Army Of Thieves Filmi, üç ana bölümden oluşuyor. Giriş bölümünde sebastianın ekibe katılmadan önceki daralmış hayatına değiniyorlar. Orta bölümde ise; git gide aksiyonun dozunu arttıran sahneler izliyorsunuz. Bu sahnelerde ilk olarak kolay olan kredi kooperatifindeki kasanın soyulması, ardından daha zor olan bankadaki kasanın, en son olarak da İsviçre’de bulunan kumarhanedeki kasanın soyulması yer alıyor. Sonuç bölümünde ise; işlerin aksiyon dozunu, peşlerinde olan İnterpol polis ve ekibin dağılan üyeleriyle arttırıyorlar.
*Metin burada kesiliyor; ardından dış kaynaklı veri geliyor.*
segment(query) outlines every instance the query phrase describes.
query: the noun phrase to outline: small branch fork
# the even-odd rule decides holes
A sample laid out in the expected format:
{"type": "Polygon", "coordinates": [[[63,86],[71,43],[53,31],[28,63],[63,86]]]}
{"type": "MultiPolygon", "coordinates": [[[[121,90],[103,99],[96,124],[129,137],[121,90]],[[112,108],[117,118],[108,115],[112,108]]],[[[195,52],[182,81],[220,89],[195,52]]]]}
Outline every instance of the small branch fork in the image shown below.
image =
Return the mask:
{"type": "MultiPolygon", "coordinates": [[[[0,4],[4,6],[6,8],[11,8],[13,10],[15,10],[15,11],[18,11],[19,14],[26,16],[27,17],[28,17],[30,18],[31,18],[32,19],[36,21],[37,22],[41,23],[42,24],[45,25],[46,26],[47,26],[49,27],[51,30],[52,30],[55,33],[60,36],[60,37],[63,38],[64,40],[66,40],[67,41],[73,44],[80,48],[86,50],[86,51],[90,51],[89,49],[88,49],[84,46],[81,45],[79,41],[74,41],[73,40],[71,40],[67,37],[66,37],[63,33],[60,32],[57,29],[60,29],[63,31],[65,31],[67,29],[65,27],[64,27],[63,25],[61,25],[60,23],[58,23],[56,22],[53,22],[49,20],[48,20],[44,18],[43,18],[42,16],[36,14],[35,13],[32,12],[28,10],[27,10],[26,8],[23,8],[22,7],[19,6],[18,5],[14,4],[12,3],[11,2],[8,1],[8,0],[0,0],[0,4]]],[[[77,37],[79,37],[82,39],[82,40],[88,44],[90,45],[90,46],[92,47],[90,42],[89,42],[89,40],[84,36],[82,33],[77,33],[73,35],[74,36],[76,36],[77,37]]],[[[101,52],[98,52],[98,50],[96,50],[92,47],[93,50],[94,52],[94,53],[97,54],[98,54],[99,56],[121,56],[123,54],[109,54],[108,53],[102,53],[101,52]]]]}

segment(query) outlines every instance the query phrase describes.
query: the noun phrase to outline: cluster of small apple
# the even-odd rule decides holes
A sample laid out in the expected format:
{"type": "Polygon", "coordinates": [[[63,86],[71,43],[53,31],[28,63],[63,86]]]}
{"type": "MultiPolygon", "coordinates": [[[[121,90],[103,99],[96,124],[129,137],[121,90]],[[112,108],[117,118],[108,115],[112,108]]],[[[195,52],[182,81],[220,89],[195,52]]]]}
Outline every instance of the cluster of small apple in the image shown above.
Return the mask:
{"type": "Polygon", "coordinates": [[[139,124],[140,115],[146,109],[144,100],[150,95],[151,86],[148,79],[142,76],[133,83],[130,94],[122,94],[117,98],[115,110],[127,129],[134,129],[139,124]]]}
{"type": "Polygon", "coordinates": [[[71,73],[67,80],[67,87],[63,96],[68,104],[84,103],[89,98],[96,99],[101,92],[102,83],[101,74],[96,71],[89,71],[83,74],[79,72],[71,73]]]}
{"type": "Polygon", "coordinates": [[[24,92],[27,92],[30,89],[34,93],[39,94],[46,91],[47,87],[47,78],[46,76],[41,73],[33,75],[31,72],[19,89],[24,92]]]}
Sebastian abartılı bir tip olsa da bu filmde çok fazla gözüme çarpmadı. Her kasanın anahtarının hikayelerinde saklı olması da güzel ayrıntılardı. Sonuç bölümünde; ekipte bulunan ikinci adamı kötü gösterme çabalarına ve sonda yapılan yüzleşmeye anlam veremedim. Bence gereksiz sahnelerdi.
Filmin ilk sahnelerinde, Las Vegasta gerçekleşen zombi istilası ile ilgili haberlerin çıkması ve Sebastian’ın rüyalarında, bir kasanın içerisinde zombilerle boğuşurken kendini görmesi hoşuma gitti. Çünkü o sahneler yaşanmış sahnelerdi yada yaşanacak. Hırsızlar ordusunun son sahnesi ölüler ordusunun ilk sahnesiyle sona eriyor. Sebastian’a o kumarhanedeki açılması neredeyse imkansız kasayı açma fırsatı sunduklarında.

Army of Thieves filminin sonunda Sebastian; Amerikaya kaçmak için gerekli olan sahte kimliğini eline aldığında, orada adının Ludwıg Dieter yazdığını görür ve ölüler ordusu filmde o ismiyle tanınır. Kısacası film, basit bir banka memuru Sebastian’ın, Ludwig Dieter olma hikayesini anlatıyor.